Figure. T-Cell Interaction With Dendritic Cells and Tumor Cells: The Immune Checkpoints CTLA-4 and PD-1/PD-L1
Tumor mutations give rise to tumor-specific neoantigens that can be recognized by the immune system, leading to elimination of cancer cells. To defend themselves from immune attack, tumors can employ a host of mechanisms such as local immune suppression in the tumor microenvironment, induction of T cell tolerance, and immune editing.1-3
Many previous cancer immunotherapies have likely been limited by these suppressive mechanisms. A novel therapeutic strategy that tackles a critical immune-modulating mechanism has recently risen to the forefront of cancer immunotherapy: the blockade of the inhibitory receptors cytotoxic T-lymphocyte–associated antigen 4 (anti-CTLA-4) and programmed death-1 (PD-1) and its ligand, PD-L1, an approach termed immune-checkpoint blockade. This treatment is designed to improve activation and effector function of tumor-specific T cells.
Evidence that immune-checkpoint blockade is an effective cancer therapy was first documented in patients with advanced melanoma. In this patient population, the anti-CTLA-4–specific monoclonal antibody ipilimumab led to overall survival (OS) benefit in phase III trials, resulting in FDA approval for this agent in 2010.4,5
Recently reported data from large phase I studies have indicated that targeting the inhibitory receptors PD-1 and PD-L1 may be even more powerful.
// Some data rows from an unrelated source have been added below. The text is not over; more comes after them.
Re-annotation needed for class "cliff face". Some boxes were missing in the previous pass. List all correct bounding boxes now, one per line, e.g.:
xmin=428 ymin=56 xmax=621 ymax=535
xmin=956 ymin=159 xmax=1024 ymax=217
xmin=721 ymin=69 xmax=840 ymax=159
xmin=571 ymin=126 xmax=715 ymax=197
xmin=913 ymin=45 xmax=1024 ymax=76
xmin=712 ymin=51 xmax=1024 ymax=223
The observation that PD-1 and PD-L1 inhibition seem to induce tumor regression in patients with non-small cell lung cancer (NSCLC) and other tumor types (in addition to melanoma and renal cell cancer [RCC]) has attracted particular attention by the oncology community since these cancers have traditionally not been considered susceptible to any form of immunotherapy.6-8
The documented tumor activity of immune checkpoint blockade has validated this therapeutic approach and has brought the field of cancer immunotherapy to the forefront of novel cancer therapeutics.
CTLA-4 is an inhibitory receptor expressed on T cells. It has much higher binding affinity to the co-stimulatory receptor B7 than the co-stimulatory receptor CD28, and therefore tips the balance from the T cell activating interaction between CD28 and B7 to inhibitory signaling between CTLA-4 and B-7, leading to suppression of T cell activation.9
The biological role of CTLA-4 is the modulation of T cell responses, predominantly during initial activation in the lymph node and the prevention of autoimmunity, which is impressively illustrated by the development of lethal massive lymphoproliferation in CTLA-4 knock-out mice.10,11
Ipilimumab and tremelimumab are fully-human monoclonal antibodies targeting CTLA-4.